SMALL- AND MID-CAPITALIZATION COMPANY RISK -- Small- and mid-capitalization

companies may be more vulnerable to adverse business or economic events than

larger, more established companies.  In particular, these small- and mid-sized

companies may pose additional risks, including liquidity risk, because these

companies tend to have limited product lines, markets and financial resources,

and may depend upon a relatively small management group. Therefore, small- and

mid-cap stocks may be more volatile than those of larger companies. These

securities may be traded over-the-counter or listed on an exchange.

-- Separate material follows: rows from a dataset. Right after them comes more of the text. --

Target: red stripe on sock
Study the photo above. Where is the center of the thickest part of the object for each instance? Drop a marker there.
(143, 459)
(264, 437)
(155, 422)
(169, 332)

MLP RISK -- MLPs are limited partnerships in which the ownership units are

publicly traded. MLP units are registered with the U.S. Securities and Exchange

Commission (the "SEC") and are freely traded on a securities exchange or in the

over-the-counter market. MLPs often own several properties or businesses (or

own interests) that are related to oil and gas industries or other natural

resources, but they also may finance other projects. To the extent that an

MLP's interests are all in a particular industry, the MLP will be negatively

impacted by economic events adversely impacting that industry. The risks of

investing in a MLP are generally those involved in investing in a partnership

as opposed to a corporation. For example, state law governing partnerships is

often less restrictive than state law governing corporations. Accordingly,

there may be fewer protections afforded to investors in a MLP than investors in

a corporation; for example, investors in MLPs may have limited voting rights or

be liable under certain circumstances for amounts greater than the amount of

their investment. In addition, MLPs may be subject to state taxation in certain

jurisdictions which will have the effect of reducing the amount of income paid

by the MLP to its investors.



COMMODITY RISK -- Exposure to the commodities markets, through a company or an

ETF, may subject the Fund to greater volatility than investments in traditional

securities. Commodities are subject to substantial price fluctuations over

short periods of time and may be affected by unpredictable economic, political

and environmental events.
PERFORMANCE INFORMATION
The Fund commenced operations on September 27, 2011 and therefore does not have

performance history for a full calendar year. Once the Fund has completed a

full calendar year of operations, a bar chart and table will be included that

will provide some indication of the risks of investing in the Fund by showing

the variability of the Fund's return based on net assets and comparing the

Fund's performance to a broad measure of market performance.